Studio album by Oren Ambarchi
- Released: 11 November 2016
- Recorded: April 2015–February 2016
- Studios: The Upper Lounge (Rotherham); Choose (Berlin); Villalobos (Berlin); Steamroom (Tokyo); Stranger Weather (Brooklyn); Chinatown (Melbourne); Jerker House (Melbourne); MY (Nantes);
- Genres: Experimental; avant-garde;
- Length: 40:14
- Label: Editions Mego

Oren Ambarchi chronology
| Quixotism (2014) | Hubris (2016) | Simian Angel (2019) |

= Hubris (Oren Ambarchi album) =

Hubris is a studio album by Australian musician Oren Ambarchi. It was released on 11 November 2016, through Editions Mego. It received universal acclaim from critics.

== Development and release ==
Hubris continues "the exploration of relentless, driving rhythms" of Oren Ambarchi's Sagittarian Domain (2012) and Quixotism (2014). It features contributions from Crys Cole, Mark Fell, Will Guthrie, Arto Lindsay, Jim O'Rourke, Konrad Sprenger, Joe Talia, Ricardo Villalobos, and Keith Fullerton Whitman.

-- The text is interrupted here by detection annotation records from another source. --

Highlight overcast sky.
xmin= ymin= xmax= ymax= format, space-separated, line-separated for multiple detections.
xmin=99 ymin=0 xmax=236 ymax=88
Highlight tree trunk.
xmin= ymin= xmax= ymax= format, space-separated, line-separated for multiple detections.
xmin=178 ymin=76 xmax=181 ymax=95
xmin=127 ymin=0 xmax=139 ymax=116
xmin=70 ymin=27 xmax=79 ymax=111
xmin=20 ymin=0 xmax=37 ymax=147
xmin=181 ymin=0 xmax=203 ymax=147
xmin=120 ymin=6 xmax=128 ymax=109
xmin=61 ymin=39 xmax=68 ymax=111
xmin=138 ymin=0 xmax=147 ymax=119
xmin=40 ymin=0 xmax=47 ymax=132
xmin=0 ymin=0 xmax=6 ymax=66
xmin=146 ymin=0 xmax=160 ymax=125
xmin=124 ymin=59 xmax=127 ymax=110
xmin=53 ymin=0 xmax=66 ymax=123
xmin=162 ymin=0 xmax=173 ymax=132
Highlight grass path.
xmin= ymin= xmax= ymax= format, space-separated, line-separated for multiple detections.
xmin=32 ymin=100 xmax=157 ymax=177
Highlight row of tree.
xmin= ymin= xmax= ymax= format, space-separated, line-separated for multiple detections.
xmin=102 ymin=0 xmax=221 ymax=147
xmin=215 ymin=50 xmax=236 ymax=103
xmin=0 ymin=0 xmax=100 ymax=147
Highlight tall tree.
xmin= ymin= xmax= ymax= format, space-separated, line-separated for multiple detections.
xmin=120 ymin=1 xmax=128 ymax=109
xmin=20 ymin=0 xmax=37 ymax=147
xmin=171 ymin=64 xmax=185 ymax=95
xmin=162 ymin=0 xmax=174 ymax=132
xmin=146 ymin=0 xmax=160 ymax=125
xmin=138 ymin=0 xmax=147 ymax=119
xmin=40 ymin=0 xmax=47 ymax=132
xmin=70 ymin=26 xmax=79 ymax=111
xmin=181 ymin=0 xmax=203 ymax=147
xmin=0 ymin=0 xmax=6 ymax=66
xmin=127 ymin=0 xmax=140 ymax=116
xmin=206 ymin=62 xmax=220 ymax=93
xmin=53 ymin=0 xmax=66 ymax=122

In a 2024 interview, Ambarchi recalled, "the album slowly expanded during my tour – that's why there's so many different people from all over the world on that record." The album's title is derived from a William Friedkin autobiography. The album was released on 11 November 2016, through Editions Mego.

Ricardo Villalobos' remixes of Hubris were released as Hubris Variation (2016) and Hubris Variation Parts 2 & 3 (2020). The 2019 live recording of Hubris was released as Live Hubris (2021).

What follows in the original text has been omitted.